EVERETT — Quincy Smith forgot his basketball shoes.
The 10-year-old grinned below towering Funko figures downtown. The smell of kettle corn mingled with a sweaty crowd. It was Day One of Everett’s inaugural 3-on-3 tournament and three square blocks of pavement were transformed into dozens of makeshift courts.
Smith decided to roll with it. In his first game that morning, he sported black Crocs with cartoonish charms clicked into them.
He pointed to the right shoe: “These are anime ones my brother gave me.”
Then to the left: “And this one says, ‘I love hot sauce.’”
Did the rubber shoes slow him down?
“Well, we won,” Smith’s 9-year-old teammate chimed in.
By a landslide. Something like 20 to 2, the tiny team happily reported.
The shindig continues on Sunday.
“We definitely have a few guys in their 60s that are playing,” organizer Rick Steltenpohl said. “We also have some 8 and up. All abilities are playing.”

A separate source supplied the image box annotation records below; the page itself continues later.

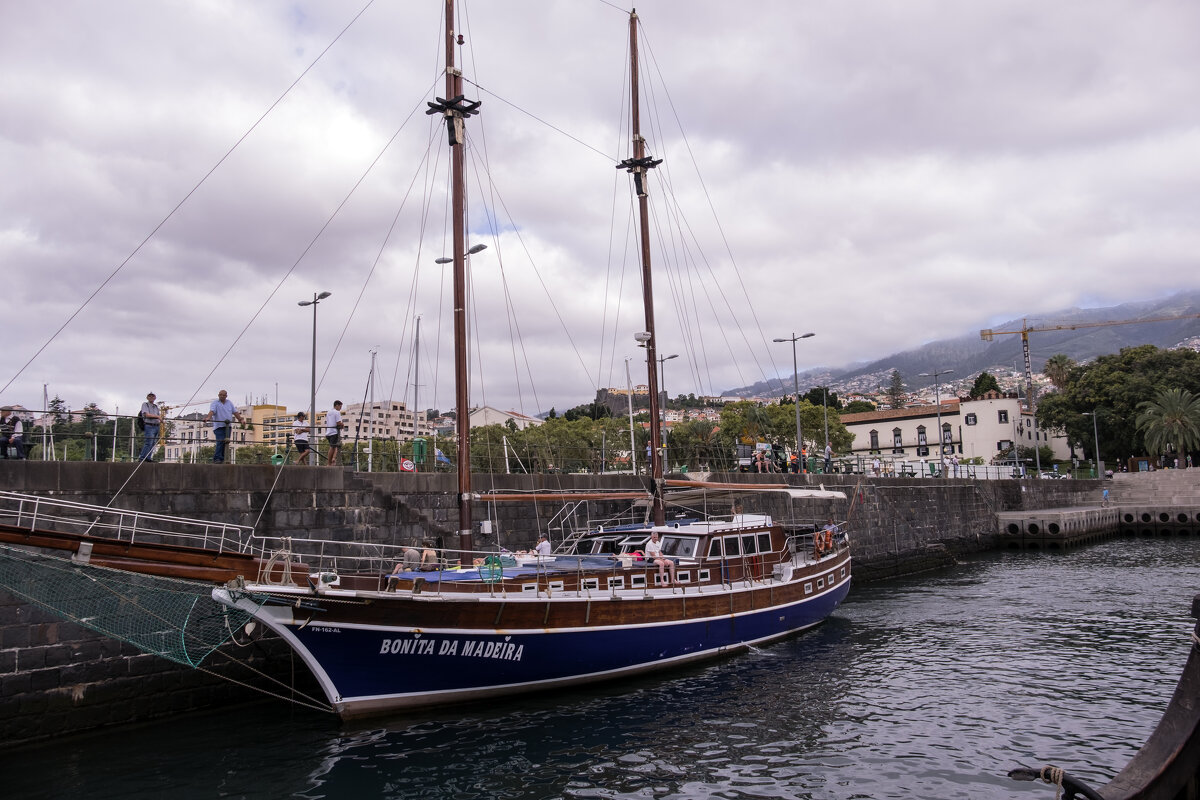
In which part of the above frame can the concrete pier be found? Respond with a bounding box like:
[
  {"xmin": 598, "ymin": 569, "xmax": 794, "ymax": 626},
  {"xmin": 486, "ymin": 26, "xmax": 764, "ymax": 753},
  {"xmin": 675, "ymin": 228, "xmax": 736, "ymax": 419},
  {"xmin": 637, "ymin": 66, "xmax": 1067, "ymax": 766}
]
[{"xmin": 996, "ymin": 506, "xmax": 1120, "ymax": 551}]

Some players compared Saturday’s festivities to Hoopfest, the biggest outdoor 3-on-3 b-ball tournament on the planet. That makes sense, considering Steltenpohl and his business partner have ties to the famous Spokane event. Each year, the Lilac City hosts hundreds of ad-hoc courts — yellow tape slapped on pavement — drawing teams from across the country to enjoy the sweet summer staple.
Steltenpohl and Aaron Magner both helped start Hoopfest. They left Spokane years ago, though, and have been organizing 3-on-3 tourneys across the country. Steltenpohl envisions the Everett event growing each year, getting rowdier with costumes and other shenanigans.
Teams are already getting creative.
On Colby Avenue, Father’s Yacht recouped after “taking an L,” according to Mitchell Stringer.
Nobody on the four-person team has a yacht-owning dad. They like to pretend they have rich dads, though, said Stringer, who sported a Coach fanny pack.
“It makes us feel better when we blow our own money,” teammate Chance Morgan said.
They dropped some cash Friday night for their newly established pre-game tradition: happy hour at Applebee’s.
The team met at Central Washington University. The downtown games are the first time they’re playing together. They’re still figuring out their good luck charm, although Stringer figured it’s “probably just a nice pat on the butt.”
Everett 3-on-3 isn’t just for teams, either. Sign up at the information booth to show off your moves in a 3-point contest and a skills challenge.
Steltenpohl even managed to wrangle some pros from the “dunk community” for a slam-dunk contest. Register by 11 a.m. Sunday for a chance to win $1,000.
On Saturday, lawn chairs lined the sidewalks in front of barber shops and comic book stores. Parents cheered over referee whistles and Katy Perry tunes playing over the sound system.
Download the Everett 3-on-3 app to check out an events schedule and a map. Or just to peruse clever team names. There’s the Pinoy Boyz, a group of young kids who go by Pink Fluffy Unicorns, a 35-plus team called Old and Living, and another called Nothing But Age.
Canh Tren revved up for his first game Saturday morning. He was already daydreaming about what he’d get to chow down on afterward.
“We like bánh mì. That’s why our name is Bánh Mì Boyz,” Tren said. “I’ll probably get one today after this.”
His team had just played Hoopfest in Spokane.
“I think it’s cool that Everett’s finally hosting a tournament,” Tren said.
Local squad SnoPeak won both their games by Saturday afternoon. The teens from Snohomish and Glacier Peak said they’d be happy to return next year. They had fun talking to other teams, like the Sandwich Squad. At a start-of-game coin toss, SnoPeak’s Jada Andresen posed a question to her competitor: “So, do you think a hot dog’s a sandwich?”
Andresen swore it wasn’t any sort of mind game. But while the Sandwich Squad contemplated why a half-split bun disqualified a hotdog but not a Subway footlong, SnoPeak secured their first victory of the day — 20 to 2.
In total, 200 teams are competing this weekend.
Even Everett Deputy Mayor Nick Harper was balling out.
His team, Dreezy and da Knicks, was decked out in tie-dye. City employee Nichole Webber and her wife, Andréa “Dreezy” DePaolo, wore matching Hoopfest shorts for good luck.
Less than a quarter of the teams were made up of women or girls, so Webber played on two teams to bolster the brackets. She caught an elbow in the face earlier that morning.
DePaolo grinned: “It’s hard in these streets.”